Depression is one of the most common and troubling MS symptoms. By some estimates, one in two people with MS will experience depression at some point. This is approximately three times the lifetime incidence in the general population and higher than the rate of depression experienced by people with most other chronic diseases, including other neurological disorders.

The consequences of depression are far reaching and potentially devastating. Depression can interfere with relationships, the ability to earn a living, quality of life, and is associated with a higher overall mortality, including deaths from suicide. Indeed, the risk of suicide in MS is sometimes estimated to be seven times higher than it is among people without MS. Recognizing depression early can ameliorate the potential consequences of depression and is the first step in getting treatment. It is critical that patients—and their families—stay vigilant for signs of depression, such as fatigue, irritability, tearfulness, loss of enjoyment, sleep disturbance and especially thoughts of self harm.

 

But there is good news: depression in MS generally responds well to standard treatments. Based on studies of depression generally, there is strong evidence to support the effectiveness of both medications and some forms of talk therapy, such as cognitive behavioral therapy. There is at least one study done specifically among people with MS that compares the different forms of treatment. In this study, 63 patients with depression were assigned to one of three 16-week treatments:

  1. An individual cognitive behavioral psychotherapy focused on teaching coping skills,
  2. A supportive-expressive group psychotherapy focused on facilitating expression of emotions and provision of social support, or
  3. Zoloft (sertraline), a widely-used antidepressant medication. The cognitive behavioral psychotherapy and Zoloft were equally effective. The supportive expressive group psychotherapy was less effective than the other two interventions studied.

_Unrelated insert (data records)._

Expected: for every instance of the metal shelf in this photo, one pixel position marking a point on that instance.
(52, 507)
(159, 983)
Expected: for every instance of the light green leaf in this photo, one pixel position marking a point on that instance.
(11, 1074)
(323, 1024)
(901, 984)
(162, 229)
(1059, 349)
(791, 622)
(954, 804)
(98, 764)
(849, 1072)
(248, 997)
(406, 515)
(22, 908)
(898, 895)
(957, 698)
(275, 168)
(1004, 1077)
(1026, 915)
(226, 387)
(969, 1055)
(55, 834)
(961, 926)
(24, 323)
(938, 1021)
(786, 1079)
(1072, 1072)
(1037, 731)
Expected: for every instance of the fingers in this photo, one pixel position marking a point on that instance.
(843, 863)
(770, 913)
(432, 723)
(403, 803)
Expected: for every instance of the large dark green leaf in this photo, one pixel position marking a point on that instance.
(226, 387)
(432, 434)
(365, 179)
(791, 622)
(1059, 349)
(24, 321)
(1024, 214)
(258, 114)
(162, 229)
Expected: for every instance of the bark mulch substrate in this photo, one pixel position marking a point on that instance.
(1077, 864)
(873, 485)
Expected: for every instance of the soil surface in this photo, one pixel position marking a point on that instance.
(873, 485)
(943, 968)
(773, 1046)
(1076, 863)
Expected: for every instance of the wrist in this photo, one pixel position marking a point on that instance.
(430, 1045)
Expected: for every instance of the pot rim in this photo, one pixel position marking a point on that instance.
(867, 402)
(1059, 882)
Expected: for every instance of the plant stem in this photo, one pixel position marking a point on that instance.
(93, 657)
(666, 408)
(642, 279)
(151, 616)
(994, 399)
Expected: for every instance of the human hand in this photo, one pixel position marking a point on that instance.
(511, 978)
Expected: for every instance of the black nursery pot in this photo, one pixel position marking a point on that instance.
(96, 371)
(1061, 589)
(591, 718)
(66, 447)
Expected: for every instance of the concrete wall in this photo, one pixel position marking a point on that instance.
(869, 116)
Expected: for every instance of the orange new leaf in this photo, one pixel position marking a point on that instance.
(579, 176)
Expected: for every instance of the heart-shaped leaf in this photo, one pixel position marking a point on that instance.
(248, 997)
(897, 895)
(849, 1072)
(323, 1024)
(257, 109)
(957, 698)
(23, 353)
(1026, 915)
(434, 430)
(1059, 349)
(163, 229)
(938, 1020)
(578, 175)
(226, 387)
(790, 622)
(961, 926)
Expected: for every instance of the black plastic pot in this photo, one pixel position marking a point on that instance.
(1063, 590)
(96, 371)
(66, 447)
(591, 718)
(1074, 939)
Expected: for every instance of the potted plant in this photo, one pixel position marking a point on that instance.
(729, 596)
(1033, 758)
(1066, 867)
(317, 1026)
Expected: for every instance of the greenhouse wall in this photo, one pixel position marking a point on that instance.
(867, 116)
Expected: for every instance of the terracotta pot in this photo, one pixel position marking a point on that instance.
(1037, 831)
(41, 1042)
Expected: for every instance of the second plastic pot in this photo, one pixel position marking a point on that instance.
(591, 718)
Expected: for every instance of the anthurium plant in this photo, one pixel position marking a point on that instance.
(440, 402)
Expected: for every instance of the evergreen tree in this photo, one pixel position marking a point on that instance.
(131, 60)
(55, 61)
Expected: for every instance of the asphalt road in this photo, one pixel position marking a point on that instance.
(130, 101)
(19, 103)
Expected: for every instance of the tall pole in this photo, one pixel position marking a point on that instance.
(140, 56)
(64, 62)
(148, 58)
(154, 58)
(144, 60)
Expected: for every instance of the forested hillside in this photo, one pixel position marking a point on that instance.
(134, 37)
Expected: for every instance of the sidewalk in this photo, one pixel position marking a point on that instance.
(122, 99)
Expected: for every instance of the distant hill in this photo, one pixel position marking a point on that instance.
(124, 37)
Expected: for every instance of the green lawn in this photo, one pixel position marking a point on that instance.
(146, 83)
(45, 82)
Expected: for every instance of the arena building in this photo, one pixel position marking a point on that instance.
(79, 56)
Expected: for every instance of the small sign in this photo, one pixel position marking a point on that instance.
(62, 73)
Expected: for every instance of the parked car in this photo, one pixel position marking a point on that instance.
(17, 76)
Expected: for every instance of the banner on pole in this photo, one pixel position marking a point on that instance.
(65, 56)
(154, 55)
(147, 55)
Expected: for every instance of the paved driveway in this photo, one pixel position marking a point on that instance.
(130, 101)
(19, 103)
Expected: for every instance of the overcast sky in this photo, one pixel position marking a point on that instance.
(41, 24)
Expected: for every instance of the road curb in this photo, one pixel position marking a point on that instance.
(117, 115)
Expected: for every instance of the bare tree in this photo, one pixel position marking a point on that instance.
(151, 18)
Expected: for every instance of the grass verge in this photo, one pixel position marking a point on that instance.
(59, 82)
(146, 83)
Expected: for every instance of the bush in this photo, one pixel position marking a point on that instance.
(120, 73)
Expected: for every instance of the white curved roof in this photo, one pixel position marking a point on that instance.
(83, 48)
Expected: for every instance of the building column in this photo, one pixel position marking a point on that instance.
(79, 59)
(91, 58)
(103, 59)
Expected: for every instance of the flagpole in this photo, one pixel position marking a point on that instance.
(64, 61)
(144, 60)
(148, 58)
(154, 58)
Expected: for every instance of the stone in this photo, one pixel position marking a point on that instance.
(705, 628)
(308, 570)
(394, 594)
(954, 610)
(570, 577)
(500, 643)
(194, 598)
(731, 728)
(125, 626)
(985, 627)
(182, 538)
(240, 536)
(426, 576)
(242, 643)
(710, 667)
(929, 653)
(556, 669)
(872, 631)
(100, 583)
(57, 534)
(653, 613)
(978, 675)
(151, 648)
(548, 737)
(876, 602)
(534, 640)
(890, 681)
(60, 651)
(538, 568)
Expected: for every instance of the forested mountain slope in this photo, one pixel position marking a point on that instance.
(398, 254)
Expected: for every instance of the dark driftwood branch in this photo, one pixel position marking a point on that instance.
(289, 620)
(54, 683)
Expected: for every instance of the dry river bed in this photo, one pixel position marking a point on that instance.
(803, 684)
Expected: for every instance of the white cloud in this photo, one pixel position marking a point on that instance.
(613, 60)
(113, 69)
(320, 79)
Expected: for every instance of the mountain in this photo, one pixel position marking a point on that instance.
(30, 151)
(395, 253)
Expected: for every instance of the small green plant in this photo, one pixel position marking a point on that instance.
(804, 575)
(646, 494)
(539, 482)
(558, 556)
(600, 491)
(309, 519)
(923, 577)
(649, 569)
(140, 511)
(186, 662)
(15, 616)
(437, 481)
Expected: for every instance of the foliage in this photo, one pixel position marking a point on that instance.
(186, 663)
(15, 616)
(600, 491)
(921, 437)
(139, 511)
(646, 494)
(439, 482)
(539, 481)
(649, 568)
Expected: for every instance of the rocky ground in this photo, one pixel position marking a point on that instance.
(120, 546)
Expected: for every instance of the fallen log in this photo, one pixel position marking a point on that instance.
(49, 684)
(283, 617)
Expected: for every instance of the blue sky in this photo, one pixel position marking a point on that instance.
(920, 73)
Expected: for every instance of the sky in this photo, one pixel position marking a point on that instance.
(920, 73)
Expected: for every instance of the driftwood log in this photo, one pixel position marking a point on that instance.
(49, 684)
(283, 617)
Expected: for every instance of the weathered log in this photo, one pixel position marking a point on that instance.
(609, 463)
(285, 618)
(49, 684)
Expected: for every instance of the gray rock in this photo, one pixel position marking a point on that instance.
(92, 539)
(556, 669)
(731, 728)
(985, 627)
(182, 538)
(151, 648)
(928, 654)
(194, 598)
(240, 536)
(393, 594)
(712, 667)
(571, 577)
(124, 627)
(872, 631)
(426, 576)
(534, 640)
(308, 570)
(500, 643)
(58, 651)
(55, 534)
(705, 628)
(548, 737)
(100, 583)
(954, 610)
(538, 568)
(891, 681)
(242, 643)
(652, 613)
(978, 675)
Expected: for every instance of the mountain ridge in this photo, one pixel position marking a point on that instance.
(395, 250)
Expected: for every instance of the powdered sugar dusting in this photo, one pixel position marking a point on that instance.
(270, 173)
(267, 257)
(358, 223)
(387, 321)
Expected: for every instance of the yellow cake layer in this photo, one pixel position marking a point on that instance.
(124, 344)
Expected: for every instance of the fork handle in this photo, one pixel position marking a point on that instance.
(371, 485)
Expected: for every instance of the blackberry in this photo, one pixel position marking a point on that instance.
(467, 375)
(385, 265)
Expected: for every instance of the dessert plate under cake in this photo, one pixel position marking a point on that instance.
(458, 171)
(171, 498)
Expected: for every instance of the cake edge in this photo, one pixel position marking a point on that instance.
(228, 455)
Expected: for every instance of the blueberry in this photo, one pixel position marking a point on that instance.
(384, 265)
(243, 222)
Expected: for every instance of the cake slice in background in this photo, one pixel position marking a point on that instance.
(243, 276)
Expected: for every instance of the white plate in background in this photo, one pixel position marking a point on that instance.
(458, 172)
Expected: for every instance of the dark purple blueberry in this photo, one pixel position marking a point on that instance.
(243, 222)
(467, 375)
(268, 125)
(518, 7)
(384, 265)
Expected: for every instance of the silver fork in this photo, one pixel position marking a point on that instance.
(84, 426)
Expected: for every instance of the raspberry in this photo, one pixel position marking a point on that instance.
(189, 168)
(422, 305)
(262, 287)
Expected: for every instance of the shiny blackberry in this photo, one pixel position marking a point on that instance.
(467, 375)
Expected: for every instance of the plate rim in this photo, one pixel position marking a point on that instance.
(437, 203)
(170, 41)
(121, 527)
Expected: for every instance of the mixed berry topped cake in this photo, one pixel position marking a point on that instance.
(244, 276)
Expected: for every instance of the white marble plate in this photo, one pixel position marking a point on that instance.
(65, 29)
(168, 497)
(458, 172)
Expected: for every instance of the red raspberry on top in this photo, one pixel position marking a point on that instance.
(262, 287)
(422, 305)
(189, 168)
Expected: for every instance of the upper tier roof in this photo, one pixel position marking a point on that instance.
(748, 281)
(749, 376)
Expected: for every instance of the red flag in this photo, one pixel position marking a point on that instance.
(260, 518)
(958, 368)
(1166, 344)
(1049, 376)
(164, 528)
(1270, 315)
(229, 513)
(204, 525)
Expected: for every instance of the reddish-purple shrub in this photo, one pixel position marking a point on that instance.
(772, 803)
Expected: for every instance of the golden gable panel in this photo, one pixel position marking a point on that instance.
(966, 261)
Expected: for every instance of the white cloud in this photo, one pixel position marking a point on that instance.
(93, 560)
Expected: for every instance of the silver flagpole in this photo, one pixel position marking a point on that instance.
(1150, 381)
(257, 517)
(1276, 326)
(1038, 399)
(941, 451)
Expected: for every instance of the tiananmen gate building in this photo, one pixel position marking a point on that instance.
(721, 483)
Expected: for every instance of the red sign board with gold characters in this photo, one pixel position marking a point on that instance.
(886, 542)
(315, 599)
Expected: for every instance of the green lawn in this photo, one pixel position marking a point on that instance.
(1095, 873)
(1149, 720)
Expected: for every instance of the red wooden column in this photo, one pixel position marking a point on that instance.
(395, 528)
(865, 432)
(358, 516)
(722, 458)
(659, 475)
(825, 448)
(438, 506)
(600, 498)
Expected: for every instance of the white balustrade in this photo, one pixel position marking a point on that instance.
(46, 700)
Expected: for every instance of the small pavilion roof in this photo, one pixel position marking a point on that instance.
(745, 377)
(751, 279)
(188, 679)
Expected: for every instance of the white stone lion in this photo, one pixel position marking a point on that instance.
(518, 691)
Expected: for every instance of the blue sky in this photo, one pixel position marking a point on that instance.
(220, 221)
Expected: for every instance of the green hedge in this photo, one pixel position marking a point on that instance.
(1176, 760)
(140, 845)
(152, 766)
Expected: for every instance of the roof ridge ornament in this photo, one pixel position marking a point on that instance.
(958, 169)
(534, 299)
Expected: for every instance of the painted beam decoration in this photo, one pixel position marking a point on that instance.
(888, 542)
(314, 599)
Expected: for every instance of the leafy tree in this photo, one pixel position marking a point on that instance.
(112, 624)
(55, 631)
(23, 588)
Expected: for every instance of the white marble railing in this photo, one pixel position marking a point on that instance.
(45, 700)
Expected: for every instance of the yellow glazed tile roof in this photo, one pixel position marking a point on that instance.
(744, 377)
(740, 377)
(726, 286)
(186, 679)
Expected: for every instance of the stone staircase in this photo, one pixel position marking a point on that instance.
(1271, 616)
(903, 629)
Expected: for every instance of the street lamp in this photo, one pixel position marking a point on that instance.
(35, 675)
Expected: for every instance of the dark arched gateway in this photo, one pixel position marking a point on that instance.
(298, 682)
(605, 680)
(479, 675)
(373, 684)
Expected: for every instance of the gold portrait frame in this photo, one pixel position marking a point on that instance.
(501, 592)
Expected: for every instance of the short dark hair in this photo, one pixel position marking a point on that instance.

Most experts believe that the best approach to treating depression is generally a combination of both “talk therapy,” such as cognitive behavioral therapy and medications. Of course, specific decisions regarding whether to use medications should be made based on factors that include the severity of the depression and individual values, such as preferring to avoid medications or lack of resources to support other forms of therapy.

There are other issues to consider before beginning treatment, such as whether there may be a medical cause for the depression (e.g., an underlying thyroid problem). A careful review of medications is also critical when symptoms of depression occur. For example, steroids, which are widely used to treat MS exacerbations, can affect mood, especially in the short run. Other medications that are often used in MS can also cause depression, such as baclofen, dantrolene and tizanidine. Furthermore, in some of the Placebo controlled clinical trials involving beta interferons, a higher incidence of depression was seen among those taking interferon than among those taking placebo.

For those who begin therapy with antidepressant medications, it is important to be aware that the onset of effectiveness is gradual. Although some improvement in symptoms may be noted within a few days, it may take up to six weeks to realize the full benefit. If target symptoms persist after six to eight weeks, call your healthcare provider. He or she may increase your dose, add another medication, or prescribe a different medication entirely. Because every clinical situation is unique, there is no one-size-fits-all time to discontinue therapy. Some people stay on medications for a year and some for much longer. Stopping an antidepressant should only be done in close consultation with your healthcare provider. Often, patients begin to feel better after a few months and so discontinue medication, only to find that the depression soon returns. When it is time to do a trial discontinuation of therapy, the medication should be discontinued very slowly, again, only in consultation with your healthcare provider.

There are a few dietary supplements for which there is some evidence of efficacy. In particular, for mild to moderate depression, St. John’s Wort and omega-3 fatty acid may be effective. Although these therapies can be obtained without a prescription, it is best to discuss them with your healthcare provider as depression should not be self-diagnosed or self-treated. Furthermore, there may be drug interactions to consider. For example. St. John’s Wort may interfere with the effectiveness of birth control pills.